The Guardian (London), 19 July 2005
BIG BROTHER: The British author made famous for his work about the excesses of government power was himself the target of police surveillance, archives indicate.
George Orwell's novel 1984 provides a fictional warning of the dangers of a totalitarian society in which the hero, Winston Smith, struggles with the thought police.
It now appears that his vision of blanket surveillance in the service of Big Brother was more prescient than even he could have known: a secret Metropolitan police file newly released at the British National Archives shows that Orwell was himself the subject of repeated special branch reports for more than 12 years of his life.
The file, from the police department dealing with political security, shows that it was Orwell's journey north in 1936 to research the living and working conditions of the working class for The Road to Wigan Pier that aroused the suspicions of the security services. Wigan's chief constable, Thomas Pey, reported to Scotland Yard that Orwell, the nom de plume of Eric Blair, was staying in "an apartment house in a working-class district" arranged by the local Communist Party.
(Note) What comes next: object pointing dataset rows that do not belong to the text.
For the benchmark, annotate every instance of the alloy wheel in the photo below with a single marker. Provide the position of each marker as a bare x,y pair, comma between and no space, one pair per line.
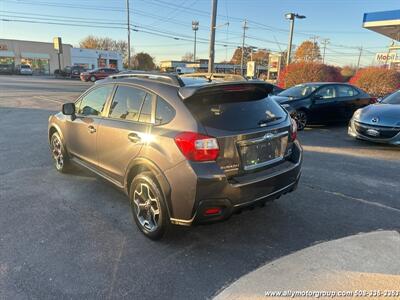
301,119
146,207
57,152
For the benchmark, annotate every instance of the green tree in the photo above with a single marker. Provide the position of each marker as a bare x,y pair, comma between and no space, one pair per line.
308,51
143,61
The file shows that as far as the intelligence services were concerned, Orwell was the Eton-educated son of a senior figure in the Indian civil service, who had left a job in the Burma (Myanmar) police for some unknown reason, drifted to Paris and London, and had written a few books on his experiences.
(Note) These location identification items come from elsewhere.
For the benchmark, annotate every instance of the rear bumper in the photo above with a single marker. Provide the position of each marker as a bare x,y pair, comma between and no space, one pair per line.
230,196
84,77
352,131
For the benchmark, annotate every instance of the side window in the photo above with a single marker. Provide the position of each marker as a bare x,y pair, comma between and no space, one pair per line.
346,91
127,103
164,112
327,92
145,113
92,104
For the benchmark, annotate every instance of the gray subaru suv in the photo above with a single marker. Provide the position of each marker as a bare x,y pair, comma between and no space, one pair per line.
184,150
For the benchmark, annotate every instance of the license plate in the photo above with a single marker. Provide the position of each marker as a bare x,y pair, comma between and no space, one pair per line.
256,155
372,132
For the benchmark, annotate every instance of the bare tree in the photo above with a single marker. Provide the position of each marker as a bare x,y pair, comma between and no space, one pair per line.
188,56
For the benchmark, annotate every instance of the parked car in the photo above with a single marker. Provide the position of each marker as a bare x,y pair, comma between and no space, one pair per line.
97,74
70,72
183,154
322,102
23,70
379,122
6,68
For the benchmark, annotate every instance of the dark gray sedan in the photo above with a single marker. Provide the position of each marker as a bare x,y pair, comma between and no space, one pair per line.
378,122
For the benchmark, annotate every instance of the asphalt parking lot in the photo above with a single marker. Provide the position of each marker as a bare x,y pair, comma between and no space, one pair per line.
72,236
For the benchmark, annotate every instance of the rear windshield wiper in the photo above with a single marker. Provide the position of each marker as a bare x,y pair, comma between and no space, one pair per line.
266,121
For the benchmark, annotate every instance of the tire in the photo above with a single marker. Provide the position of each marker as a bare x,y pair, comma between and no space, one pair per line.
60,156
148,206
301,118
The Wigan police described him as "six foot, slim build with a long pale face."
In 1942, when he was working in the Indian section of the BBC in London, the special branch reported that he had been practically penniless when he found work with the corporation, and "dressed in a bohemian fashion both at his office and in his leisure hours."
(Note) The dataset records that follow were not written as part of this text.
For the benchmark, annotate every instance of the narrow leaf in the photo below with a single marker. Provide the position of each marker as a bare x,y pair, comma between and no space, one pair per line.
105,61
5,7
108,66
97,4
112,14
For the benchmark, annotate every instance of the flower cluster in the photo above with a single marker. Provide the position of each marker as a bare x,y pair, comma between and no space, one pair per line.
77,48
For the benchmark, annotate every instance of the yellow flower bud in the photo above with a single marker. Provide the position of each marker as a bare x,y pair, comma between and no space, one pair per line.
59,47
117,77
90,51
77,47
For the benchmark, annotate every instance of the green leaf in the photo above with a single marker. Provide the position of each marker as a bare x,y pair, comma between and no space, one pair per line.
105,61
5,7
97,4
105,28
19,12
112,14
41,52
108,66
Orwell's reputation as a hero of the British left took a knock 10 years ago when it was revealed that in 1948 he had supplied a list of 86 "Stalinist fellow travellers" to a Foreign Office anti-communist propaganda unit. But the special branch file shows that more than a decade earlier the intelligence services had Orwell himself down as "a man of advanced communist views."
According to his biographer, Professor Bernard Crick, Orwell saw himself as a Tribunite socialist whose experiences in the Spanish civil war had left him sharply disillusioned with Soviet communism.
His arrival in Wigan in February 1936 -- a year before he went to Spain -- to research the book commissioned by Victor Gollancz, the Left Book Club publisher, about the condition of the unemployed in the industrial north, was to lead to a series of special branch reports linking Orwell to known communists and leftwing organizations.
The Wigan police told Scotland Yard that on the day of his arrival in the town -- Feb. 10 -- he had attended a communist meeting addressed by Wal Hannington, the leader of the unemployed workers' movement, and that the local Communist Party had been instrumental in finding him accommodation.
"It would appear from his mode of living that he is an author, or has some connection with literary work as he devotes most of his time in writing. He has collected an amount of local data, eg. the number of churches, public houses, population, etc, and is in receipt of an unusual amount of correspondence. He had also been asking about local mines and factories."
They reported not only letters addressed to Eric Blair, South End Road, Hampstead, but also in the name of "George Orwell." He had also been sent letters from France, including a newspaper which was the "French counterpart of the Daily Worker."
The police in Wigan wanted to know from Scotland Yard who this man was and whether he was "associated with the Communist Party."
Special branch sent them an extensive background report on Orwell. It made much of the fact that he had given no official reason for resigning his job as an assistant superintendent of police in Burma "but he is reported to have told his intimate friends that he could not bring himself to arrest persons for committing acts which he did not think were wrong."
The special branch officers knew he had lived the life of a "down and out" in Paris and London to collect material for the book of the same party and spent a good deal of time studying L'Humanite (the communist daily).
Information is not available to shew whether he was an active supporter of the revolutionary movement in France, but it is known that whilst there, he offered his services to the Worker's Life, the forerunner of the Daily Worker, as Paris correspondent.